Harmful Effects of LSD
LSD can damage the body in different ways and can lead to conditions such as:
- Increase in heart rate, blood pressure, respiratory rate and body temperature
- Insomnia, lack of appetite, tremor and sweating
- Mental problems that include anxiety, depression and schizophrenia
Some LSD users have flashbacks. This happens when parts of experience with drugs, or trips, return, even without using the medicine again. Retrospective scenes, known in English as flashbacks, happen at times when stress increases. Retrospective scenes tend to happen less frequently and intensely after stopping the use of LSD. Some users who have these experiences often have difficulty living their daily lives.

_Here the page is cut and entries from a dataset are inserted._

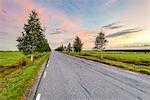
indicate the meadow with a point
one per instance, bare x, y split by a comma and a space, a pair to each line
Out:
17, 73
133, 61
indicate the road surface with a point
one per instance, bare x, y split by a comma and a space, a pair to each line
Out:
71, 78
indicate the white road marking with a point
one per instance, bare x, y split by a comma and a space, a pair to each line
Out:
38, 96
44, 74
47, 65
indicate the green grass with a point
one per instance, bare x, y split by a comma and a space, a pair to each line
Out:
8, 57
13, 86
137, 62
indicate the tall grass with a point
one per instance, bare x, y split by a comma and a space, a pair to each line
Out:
14, 85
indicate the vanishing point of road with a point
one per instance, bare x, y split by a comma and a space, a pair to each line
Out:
71, 78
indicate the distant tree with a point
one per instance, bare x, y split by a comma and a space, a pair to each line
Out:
100, 42
60, 48
33, 39
65, 48
69, 48
77, 45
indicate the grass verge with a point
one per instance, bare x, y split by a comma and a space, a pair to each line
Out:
14, 86
128, 66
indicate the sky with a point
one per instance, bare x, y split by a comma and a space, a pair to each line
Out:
124, 22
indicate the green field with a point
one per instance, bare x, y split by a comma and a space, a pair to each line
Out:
134, 61
17, 77
8, 58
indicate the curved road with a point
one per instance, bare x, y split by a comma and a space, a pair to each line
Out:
71, 78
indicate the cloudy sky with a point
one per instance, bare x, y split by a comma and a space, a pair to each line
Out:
123, 21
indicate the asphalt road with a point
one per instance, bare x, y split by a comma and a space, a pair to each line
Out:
71, 78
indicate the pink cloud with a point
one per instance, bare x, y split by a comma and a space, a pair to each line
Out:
110, 2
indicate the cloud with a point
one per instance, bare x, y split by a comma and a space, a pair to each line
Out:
110, 2
124, 32
113, 25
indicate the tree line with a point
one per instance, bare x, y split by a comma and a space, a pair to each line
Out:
33, 39
100, 43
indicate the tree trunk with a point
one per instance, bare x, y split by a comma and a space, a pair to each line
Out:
101, 57
31, 57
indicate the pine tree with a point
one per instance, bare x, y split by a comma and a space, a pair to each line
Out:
77, 45
69, 48
32, 39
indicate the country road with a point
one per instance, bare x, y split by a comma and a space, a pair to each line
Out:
71, 78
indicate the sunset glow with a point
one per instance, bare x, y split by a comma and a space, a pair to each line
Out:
123, 21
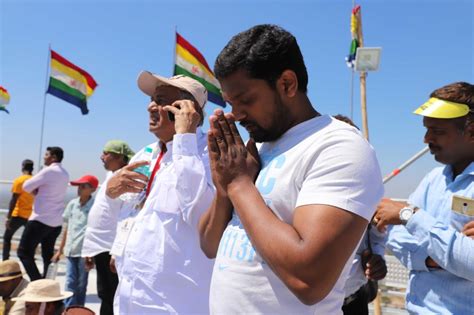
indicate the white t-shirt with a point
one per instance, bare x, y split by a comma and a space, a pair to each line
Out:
102, 222
51, 183
162, 268
320, 161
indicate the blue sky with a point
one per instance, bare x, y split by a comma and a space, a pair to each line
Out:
425, 44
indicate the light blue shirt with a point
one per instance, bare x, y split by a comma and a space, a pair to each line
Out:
75, 217
356, 277
431, 233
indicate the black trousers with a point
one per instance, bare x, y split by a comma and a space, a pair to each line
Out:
358, 306
35, 233
107, 282
15, 224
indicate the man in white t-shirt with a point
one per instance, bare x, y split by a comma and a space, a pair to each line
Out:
160, 265
44, 225
287, 219
102, 226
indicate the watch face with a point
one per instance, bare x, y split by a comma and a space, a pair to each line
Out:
406, 214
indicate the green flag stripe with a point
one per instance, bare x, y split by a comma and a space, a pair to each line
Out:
66, 88
207, 85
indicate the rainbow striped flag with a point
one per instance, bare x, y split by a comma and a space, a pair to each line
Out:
70, 83
190, 62
4, 99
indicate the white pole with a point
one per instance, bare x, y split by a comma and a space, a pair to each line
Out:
396, 171
44, 108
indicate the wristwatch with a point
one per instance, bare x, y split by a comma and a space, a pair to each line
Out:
406, 213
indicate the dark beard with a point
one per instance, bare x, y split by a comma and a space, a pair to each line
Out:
279, 123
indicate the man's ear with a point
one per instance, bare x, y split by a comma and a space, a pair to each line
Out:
470, 132
288, 83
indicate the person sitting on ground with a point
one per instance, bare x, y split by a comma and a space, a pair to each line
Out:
43, 296
11, 285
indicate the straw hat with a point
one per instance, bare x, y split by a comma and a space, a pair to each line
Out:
43, 290
9, 269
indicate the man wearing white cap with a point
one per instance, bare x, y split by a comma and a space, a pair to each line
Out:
432, 233
44, 297
160, 265
12, 284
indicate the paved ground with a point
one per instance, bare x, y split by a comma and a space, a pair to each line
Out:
92, 300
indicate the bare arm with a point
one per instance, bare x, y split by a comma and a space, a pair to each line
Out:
308, 255
58, 254
12, 205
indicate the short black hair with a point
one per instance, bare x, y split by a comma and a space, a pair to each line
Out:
27, 165
57, 152
264, 52
458, 92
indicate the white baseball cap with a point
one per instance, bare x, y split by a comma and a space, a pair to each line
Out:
148, 82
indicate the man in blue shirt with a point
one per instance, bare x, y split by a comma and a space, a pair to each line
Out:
432, 233
75, 216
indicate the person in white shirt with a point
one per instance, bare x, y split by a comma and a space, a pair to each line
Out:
160, 264
44, 225
102, 226
287, 218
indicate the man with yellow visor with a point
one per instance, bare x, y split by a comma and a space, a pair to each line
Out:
432, 234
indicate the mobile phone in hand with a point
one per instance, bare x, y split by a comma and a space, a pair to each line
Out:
171, 115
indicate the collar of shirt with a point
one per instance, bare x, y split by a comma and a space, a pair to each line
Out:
87, 205
448, 172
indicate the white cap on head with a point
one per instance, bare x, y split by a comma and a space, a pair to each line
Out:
148, 82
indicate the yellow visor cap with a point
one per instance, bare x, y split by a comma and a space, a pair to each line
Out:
437, 108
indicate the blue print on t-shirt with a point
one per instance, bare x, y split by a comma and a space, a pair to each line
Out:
266, 183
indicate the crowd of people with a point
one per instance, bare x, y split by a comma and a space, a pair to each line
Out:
291, 222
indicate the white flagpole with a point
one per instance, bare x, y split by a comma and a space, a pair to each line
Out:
44, 107
174, 48
396, 171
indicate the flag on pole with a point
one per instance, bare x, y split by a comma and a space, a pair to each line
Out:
190, 62
4, 99
355, 25
70, 83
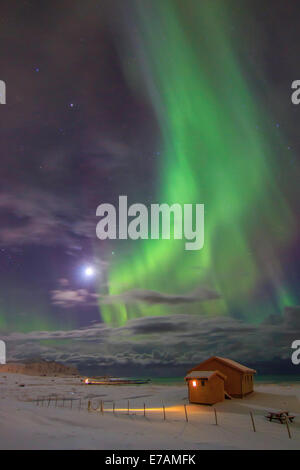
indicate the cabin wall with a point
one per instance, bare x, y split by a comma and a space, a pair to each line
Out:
211, 392
233, 384
237, 384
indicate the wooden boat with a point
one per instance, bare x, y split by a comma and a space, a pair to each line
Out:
116, 381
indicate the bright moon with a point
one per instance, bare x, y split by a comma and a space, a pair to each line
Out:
89, 271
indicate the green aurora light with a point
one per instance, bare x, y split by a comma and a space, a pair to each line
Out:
217, 150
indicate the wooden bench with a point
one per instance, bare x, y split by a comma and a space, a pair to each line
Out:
281, 416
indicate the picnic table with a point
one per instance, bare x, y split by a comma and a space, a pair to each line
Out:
281, 416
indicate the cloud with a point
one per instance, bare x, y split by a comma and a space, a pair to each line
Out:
68, 298
154, 297
169, 342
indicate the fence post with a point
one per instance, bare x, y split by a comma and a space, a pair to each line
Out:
216, 418
252, 419
186, 416
288, 426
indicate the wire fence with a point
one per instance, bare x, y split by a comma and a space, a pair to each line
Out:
181, 412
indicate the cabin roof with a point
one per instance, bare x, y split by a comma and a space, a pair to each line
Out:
229, 362
204, 374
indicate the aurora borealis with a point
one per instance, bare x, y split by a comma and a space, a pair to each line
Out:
214, 152
164, 102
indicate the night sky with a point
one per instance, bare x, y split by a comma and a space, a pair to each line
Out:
165, 102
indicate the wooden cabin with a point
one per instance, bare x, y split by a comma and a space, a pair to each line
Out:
239, 378
205, 387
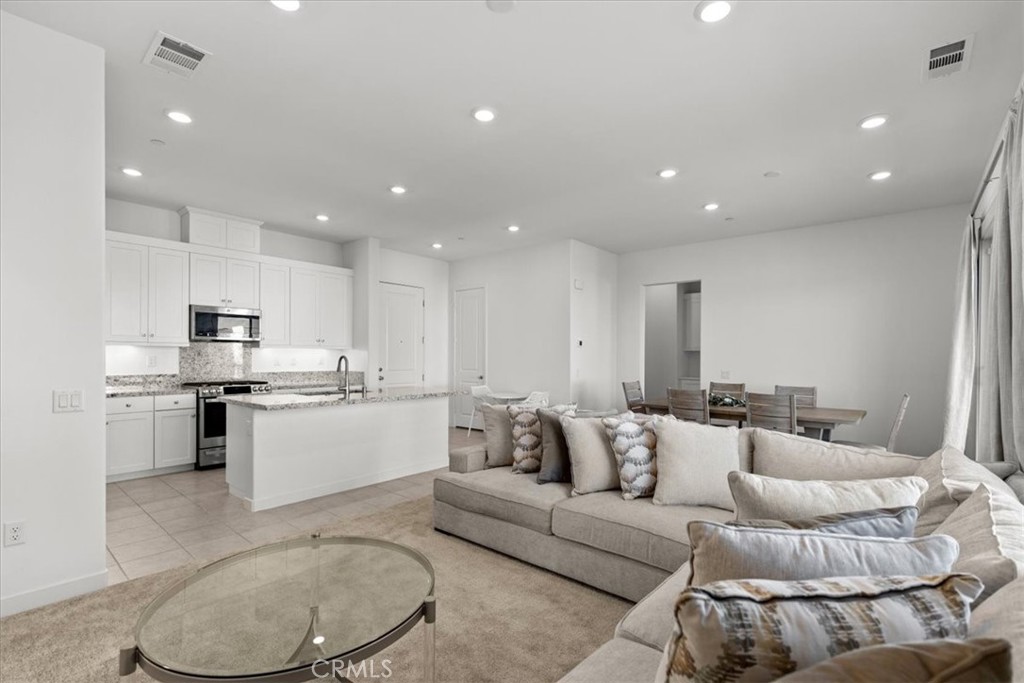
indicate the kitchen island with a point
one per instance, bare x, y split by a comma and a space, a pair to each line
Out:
286, 447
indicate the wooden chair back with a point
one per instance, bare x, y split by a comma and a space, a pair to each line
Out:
897, 423
806, 396
772, 412
734, 390
634, 396
689, 406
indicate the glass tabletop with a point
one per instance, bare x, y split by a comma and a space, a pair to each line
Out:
284, 606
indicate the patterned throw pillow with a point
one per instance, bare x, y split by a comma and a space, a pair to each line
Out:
634, 442
527, 447
758, 630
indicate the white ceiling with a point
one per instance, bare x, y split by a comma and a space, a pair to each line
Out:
323, 110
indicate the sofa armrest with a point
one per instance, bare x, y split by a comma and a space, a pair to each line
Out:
468, 459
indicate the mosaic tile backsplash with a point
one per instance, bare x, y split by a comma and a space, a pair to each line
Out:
226, 360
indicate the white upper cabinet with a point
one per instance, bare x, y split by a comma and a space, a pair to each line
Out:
127, 302
274, 303
223, 282
216, 229
321, 308
146, 295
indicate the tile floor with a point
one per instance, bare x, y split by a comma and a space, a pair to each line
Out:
161, 522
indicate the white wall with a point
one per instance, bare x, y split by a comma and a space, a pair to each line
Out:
660, 368
861, 309
51, 274
527, 309
150, 221
432, 275
593, 285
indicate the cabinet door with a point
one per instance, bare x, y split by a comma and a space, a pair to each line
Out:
335, 309
129, 442
304, 324
168, 297
243, 284
273, 301
206, 276
174, 437
126, 299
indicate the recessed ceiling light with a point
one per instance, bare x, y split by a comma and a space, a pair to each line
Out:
483, 115
875, 121
178, 117
501, 6
711, 11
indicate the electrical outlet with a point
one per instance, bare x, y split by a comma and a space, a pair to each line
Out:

It has not been observed that LSD generates addiction. However, frequent use of this drug may cause tolerance. This means that you may need more and more LSD to achieve the same effect.
Treatment begins with recognizing that there is a problem. Once you decide that you want to do something about your use of LSD, the next step will be to seek help and support.
Treatment programs use behaviour change techniques through counselling ( talk therapy or talk therapy ). These techniques help you understand your behaviours and why you use LSD. Seeking family and friends to participate during treatment can help support you and prevent you from using the drug again (relapse).
Since LSD can cause mental problems, it is possible to prescribe medications to help treat symptoms of anxiety, depression and schizophrenia.
His recovery continues
As you recover, specialize in the after assist forestall a relapse:
- Continue to attend your treatment sessions.
- Look for new activities and goals to replace activities that involved drug use.
- I spent more time with family and friends with whom I lost contact when I was using LSD. Consider not seeing friends who continue to use drugs.
- Exercise and eat healthy foods. Caring for your body helps you heal from the harmful effects of using LSD. In addition, they will make you feel better.
- Avoid triggers. These may be the people with whom you used LSD. However, triggers can also be places, things or feelings that may make you want to use LSD again.
When to contact a medical professional
Request an appointment with your health care provider if you or someone you know is using LSD and needs help to stop using it.